Second, the Board did not require management to deliver regular safety reports or summaries. As a result of this reporting structure, management communicated with the board on an ad hoc basis and tended to provide only certain favorable information while withholding information concerning various safety defects. The Chancery Court criticized the Board for not pushing back and instead “passively accept[ing] management’s assurances and opinions.”
Third, the Chancery Court found that the record — supplemented by numerous documents obtained through a Section 220 production and incorporated by reference into the pleadings — supported an explicit finding of scienter. In particular, the Chancery Court referred to a “lessons learned” email wherein one Board member circulated a series of points based on his prior board experience and suggested board meetings always begin with a review of product quality and safety. According to the Court, this communication (and those similar to it) confirmed that the Board knew it should already have had better oversight mechanisms in place. The Chancery Court similarly criticized the Board’s public statements where it purported to be taking safety precautions the Company was not in fact taking. This “public crowing” further revealed that the Board knew what it should have been doing all along. The Chancery Court also found that Plaintiffs had stated a claim under prong two of Caremark, based on allegations that the Board “passively accepted” management’s assurances that the 737 Max was safe, and that it did not take action in the face of alleged red flags such as the Lion Air crash and a Wall Street Journal article documenting engineering defects in the 737 Max.

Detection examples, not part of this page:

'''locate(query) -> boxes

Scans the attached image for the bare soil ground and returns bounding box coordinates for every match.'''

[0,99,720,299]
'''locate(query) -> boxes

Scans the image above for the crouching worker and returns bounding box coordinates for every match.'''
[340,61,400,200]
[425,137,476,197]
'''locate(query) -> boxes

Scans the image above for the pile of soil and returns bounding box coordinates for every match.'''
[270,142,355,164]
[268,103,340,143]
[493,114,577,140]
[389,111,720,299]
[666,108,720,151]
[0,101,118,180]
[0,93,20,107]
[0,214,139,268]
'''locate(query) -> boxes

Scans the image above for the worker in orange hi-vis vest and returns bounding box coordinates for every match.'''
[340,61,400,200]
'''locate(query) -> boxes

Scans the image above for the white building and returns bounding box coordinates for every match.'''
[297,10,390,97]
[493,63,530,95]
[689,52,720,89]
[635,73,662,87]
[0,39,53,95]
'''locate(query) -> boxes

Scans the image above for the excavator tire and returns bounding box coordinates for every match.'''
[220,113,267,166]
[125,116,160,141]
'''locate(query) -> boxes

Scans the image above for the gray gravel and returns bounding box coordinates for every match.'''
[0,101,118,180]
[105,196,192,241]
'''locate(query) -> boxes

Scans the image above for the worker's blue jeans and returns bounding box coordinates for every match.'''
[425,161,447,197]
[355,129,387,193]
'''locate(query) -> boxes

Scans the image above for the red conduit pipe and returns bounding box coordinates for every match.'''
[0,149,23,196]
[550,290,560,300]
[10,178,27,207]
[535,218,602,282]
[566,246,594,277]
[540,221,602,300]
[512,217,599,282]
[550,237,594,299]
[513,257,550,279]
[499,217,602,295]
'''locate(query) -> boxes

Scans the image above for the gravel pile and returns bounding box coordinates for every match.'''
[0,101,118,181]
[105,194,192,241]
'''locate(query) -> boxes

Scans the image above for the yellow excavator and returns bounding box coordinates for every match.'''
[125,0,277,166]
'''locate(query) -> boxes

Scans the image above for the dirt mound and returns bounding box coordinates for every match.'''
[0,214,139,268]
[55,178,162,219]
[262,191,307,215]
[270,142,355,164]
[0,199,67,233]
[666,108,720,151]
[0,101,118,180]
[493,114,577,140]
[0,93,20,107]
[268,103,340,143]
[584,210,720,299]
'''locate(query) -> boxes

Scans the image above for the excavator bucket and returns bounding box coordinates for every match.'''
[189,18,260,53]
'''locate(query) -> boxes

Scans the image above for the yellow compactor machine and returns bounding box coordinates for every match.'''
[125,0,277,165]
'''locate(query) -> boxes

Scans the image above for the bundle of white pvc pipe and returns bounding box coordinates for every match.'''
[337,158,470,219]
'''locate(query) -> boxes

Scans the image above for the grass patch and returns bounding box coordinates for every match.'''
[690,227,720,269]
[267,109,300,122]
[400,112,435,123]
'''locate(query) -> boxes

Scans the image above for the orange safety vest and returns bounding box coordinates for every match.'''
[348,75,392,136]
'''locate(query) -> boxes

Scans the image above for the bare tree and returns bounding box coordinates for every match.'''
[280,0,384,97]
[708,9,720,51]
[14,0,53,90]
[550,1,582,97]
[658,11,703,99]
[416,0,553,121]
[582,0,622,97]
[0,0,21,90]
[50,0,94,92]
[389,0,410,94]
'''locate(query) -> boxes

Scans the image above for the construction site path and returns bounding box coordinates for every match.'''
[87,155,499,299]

The Chancery Court separately granted the portions of the motion to dismiss related to allegations concerning the CEO’s termination, as well as claims against the officers. As to the former, the Court noted that Plaintiffs did not “meaningfully challenge” the Board’s independence in this regard. And, even if the termination was designed for the CEO “to go quietly and with full pockets to avoid further public criticism,” it was reasonable for the Board to infer “that doing so was in furtherance of the legitimate business objective of avoiding further reputational and financial harm to the Company.” As to the latter, the Court noted that the Board was capable of pursuing claims against officers. This aspect of the decision presents an interesting procedural situation in which the litigation against the directors may proceed at the same time many of those same directors must determine whether to pursue claims against officers based on the same underlying facts.
While Boeing does not alter the Caremark standard, it serves as a reminder that boards should not take a passive oversight approach to their company’s “mission critical” issues. In this regard, boards should assess steps they are taking to document their diligence of such issues, particularly in light of the potential that stockholders may seek discovery of such records in connection with Section 220 demands or otherwise.